Re: mm: GPF in bdi_put

From: Jan Kara
Date: Wed Mar 01 2017 - 09:29:30 EST


On Mon 27-02-17 18:27:55, Al Viro wrote:
> On Mon, Feb 27, 2017 at 06:11:11PM +0100, Dmitry Vyukov wrote:
> > Hello,
> >
> > The following program triggers GPF in bdi_put:
> > https://gist.githubusercontent.com/dvyukov/15b3e211f937ff6abc558724369066ce/raw/cc017edf57963e30175a6a6fe2b8d917f6e92899/gistfile1.txt
>
> What happens is
> * attempt of, essentially, mount -t bdev ..., calls mount_pseudo()
> and then promptly destroys the new instance it has created.
> * the only inode created on that sucker (root directory, that
> is) gets evicted.
> * most of ->evict_inode() is harmless, until it gets to
> if (bdev->bd_bdi != &noop_backing_dev_info)
> bdi_put(bdev->bd_bdi);

Thanks for the analysis!

> added there by "block: Make blk_get_backing_dev_info() safe without open bdev".
> Since ->bd_bdi hadn't been initialized for that sucker (the same patch has
> placed initialization into bdget()), we step into shit of varying nastiness,
> depending on phase of moon, etc.

Yup, I've missed that the root inode of bdev superblock does not go through
bdget() (in fact I didn't think what happens with root inode for bdev
superblock at all) and thus bd_bdi is left uninitialized in that case. I'll
send a fix for that in a while.

> Could somebody explain WTF do we have those two lines in bdev_evict_inode(),
> anyway? We set ->bd_bdi to something other than noop_backing_dev_info only
> in __blkdev_get() when ->bd_openers goes from zero to positive, so why is
> the matching bdi_put() not in __blkdev_put()? Jan?

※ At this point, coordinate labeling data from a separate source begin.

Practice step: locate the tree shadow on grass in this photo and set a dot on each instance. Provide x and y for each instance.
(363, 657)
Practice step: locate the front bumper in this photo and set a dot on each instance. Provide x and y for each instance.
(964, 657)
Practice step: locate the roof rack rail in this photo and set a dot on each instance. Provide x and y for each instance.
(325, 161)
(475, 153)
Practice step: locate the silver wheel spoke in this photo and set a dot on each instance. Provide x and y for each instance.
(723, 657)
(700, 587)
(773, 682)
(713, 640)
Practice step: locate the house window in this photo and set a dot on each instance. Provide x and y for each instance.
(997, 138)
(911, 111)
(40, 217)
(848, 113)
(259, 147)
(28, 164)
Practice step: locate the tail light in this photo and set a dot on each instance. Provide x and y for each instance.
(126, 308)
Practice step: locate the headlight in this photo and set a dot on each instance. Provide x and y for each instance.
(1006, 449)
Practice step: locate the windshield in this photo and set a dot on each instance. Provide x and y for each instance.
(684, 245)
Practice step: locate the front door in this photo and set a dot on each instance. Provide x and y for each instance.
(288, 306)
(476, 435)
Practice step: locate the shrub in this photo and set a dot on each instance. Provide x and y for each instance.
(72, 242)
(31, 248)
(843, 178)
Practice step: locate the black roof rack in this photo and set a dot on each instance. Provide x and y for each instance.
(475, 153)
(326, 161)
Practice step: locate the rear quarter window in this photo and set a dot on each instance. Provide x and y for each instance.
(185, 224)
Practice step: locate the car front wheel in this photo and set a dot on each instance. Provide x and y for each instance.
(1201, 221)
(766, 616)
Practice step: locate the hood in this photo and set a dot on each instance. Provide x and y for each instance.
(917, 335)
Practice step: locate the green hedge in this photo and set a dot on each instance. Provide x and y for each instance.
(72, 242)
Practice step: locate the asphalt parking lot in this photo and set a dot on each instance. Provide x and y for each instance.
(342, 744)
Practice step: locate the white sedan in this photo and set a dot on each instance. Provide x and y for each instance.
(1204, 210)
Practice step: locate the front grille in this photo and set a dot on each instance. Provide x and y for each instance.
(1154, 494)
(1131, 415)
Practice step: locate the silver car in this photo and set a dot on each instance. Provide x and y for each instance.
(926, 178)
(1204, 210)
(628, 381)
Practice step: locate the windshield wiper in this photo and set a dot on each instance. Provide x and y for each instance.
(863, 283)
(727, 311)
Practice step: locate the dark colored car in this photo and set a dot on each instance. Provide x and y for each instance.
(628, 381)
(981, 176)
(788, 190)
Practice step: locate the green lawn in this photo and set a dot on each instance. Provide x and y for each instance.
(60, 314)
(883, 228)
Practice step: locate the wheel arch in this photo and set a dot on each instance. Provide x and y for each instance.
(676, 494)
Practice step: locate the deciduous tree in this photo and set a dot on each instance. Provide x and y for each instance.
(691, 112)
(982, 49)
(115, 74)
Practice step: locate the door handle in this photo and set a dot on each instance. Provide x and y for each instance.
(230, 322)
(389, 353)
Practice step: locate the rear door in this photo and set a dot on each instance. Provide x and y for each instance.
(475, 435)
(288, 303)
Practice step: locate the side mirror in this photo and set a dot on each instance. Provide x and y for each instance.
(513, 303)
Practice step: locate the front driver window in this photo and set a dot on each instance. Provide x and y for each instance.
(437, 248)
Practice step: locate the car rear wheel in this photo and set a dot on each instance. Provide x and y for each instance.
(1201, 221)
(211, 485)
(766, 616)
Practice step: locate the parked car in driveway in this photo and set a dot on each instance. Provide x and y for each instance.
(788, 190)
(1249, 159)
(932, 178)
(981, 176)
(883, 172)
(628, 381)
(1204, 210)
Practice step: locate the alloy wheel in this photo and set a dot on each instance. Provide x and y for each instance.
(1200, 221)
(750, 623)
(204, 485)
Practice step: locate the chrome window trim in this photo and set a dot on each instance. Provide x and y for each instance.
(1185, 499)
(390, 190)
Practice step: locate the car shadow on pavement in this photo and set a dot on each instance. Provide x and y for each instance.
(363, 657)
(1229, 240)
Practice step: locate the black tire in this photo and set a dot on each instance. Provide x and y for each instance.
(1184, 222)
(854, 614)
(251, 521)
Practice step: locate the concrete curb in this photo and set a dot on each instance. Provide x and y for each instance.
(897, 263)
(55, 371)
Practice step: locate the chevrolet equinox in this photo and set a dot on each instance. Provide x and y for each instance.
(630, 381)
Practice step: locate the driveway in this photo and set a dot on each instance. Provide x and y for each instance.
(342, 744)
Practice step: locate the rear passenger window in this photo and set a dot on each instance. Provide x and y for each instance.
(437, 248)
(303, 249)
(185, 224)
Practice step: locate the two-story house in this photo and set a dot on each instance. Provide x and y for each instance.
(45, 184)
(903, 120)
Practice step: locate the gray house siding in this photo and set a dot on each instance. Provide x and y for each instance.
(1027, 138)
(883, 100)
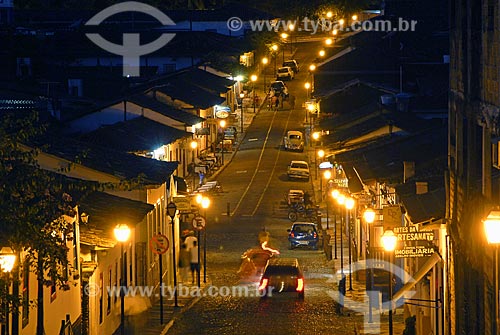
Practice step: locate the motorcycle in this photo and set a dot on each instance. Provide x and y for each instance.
(299, 210)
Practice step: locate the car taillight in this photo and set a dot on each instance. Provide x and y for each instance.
(300, 285)
(263, 284)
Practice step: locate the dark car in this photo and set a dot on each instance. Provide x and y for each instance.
(282, 275)
(303, 234)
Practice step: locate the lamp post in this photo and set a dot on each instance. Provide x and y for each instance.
(327, 175)
(274, 49)
(205, 203)
(284, 36)
(492, 232)
(349, 204)
(242, 96)
(7, 262)
(253, 78)
(222, 124)
(171, 212)
(335, 194)
(341, 201)
(264, 63)
(389, 241)
(122, 234)
(320, 154)
(369, 217)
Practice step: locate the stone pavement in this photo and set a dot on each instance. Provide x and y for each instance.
(149, 322)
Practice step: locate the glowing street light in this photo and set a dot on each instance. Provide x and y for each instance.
(253, 78)
(389, 241)
(492, 232)
(264, 63)
(122, 234)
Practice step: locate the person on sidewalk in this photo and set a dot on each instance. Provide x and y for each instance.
(184, 262)
(195, 262)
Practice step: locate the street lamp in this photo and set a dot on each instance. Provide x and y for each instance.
(242, 96)
(320, 153)
(291, 28)
(264, 63)
(205, 203)
(389, 241)
(284, 36)
(7, 262)
(274, 49)
(369, 217)
(122, 234)
(335, 194)
(222, 124)
(171, 211)
(349, 204)
(327, 175)
(253, 78)
(341, 201)
(492, 231)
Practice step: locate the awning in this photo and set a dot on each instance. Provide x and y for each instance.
(428, 265)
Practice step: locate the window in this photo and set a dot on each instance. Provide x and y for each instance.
(495, 154)
(167, 68)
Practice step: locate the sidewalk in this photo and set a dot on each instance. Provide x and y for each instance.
(356, 300)
(148, 323)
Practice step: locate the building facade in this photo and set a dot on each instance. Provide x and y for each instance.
(473, 149)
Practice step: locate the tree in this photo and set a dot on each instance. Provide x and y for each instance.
(33, 206)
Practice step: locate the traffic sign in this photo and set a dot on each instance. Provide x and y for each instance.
(199, 222)
(159, 244)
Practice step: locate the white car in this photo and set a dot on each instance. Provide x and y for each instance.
(294, 140)
(284, 72)
(298, 170)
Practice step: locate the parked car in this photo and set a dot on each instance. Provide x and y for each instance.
(294, 140)
(293, 64)
(303, 234)
(298, 170)
(282, 275)
(279, 87)
(284, 73)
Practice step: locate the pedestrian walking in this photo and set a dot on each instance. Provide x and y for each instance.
(195, 262)
(184, 262)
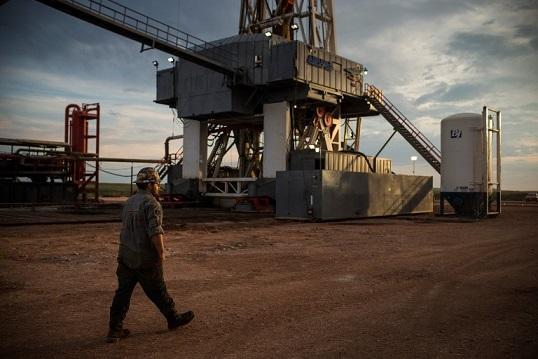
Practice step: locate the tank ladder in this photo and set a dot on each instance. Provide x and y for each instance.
(402, 124)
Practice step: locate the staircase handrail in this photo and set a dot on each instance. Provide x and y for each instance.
(377, 94)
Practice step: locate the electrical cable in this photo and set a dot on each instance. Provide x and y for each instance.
(110, 173)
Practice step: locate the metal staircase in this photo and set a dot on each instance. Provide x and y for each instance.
(402, 124)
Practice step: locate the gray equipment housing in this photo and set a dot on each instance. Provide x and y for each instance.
(269, 70)
(332, 195)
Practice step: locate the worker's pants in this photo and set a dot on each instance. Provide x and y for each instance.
(152, 281)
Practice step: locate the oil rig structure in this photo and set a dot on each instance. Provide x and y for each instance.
(279, 95)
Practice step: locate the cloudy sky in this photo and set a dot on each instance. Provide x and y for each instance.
(432, 58)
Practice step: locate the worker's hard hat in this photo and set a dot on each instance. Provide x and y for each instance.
(147, 175)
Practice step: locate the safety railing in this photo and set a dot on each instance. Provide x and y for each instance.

The problem is writeback code (from flusher work or through sync(2) -
generally inode_to_bdi() users) can be looking at bdev inode independently
from it being open. So if they start looking while the bdev is open but the
dereference happens after it is closed and device removed, we oops. We have
seen oopses due to this for quite a while. And all the stuff that is done
in __blkdev_put() is not enough to prevent writeback code from having a
look whether there is not something to write.

So what we do now is that once we establish valid bd_bdi reference, we
leave it alone until bdev inode gets evicted. And to handle the case when
underlying device actually changes, we unhash bdev inode when the device
gets removed from the system so that it cannot be found by bdget() anymore.

Honza
--
Jan Kara <jack@xxxxxxxx>
SUSE Labs, CR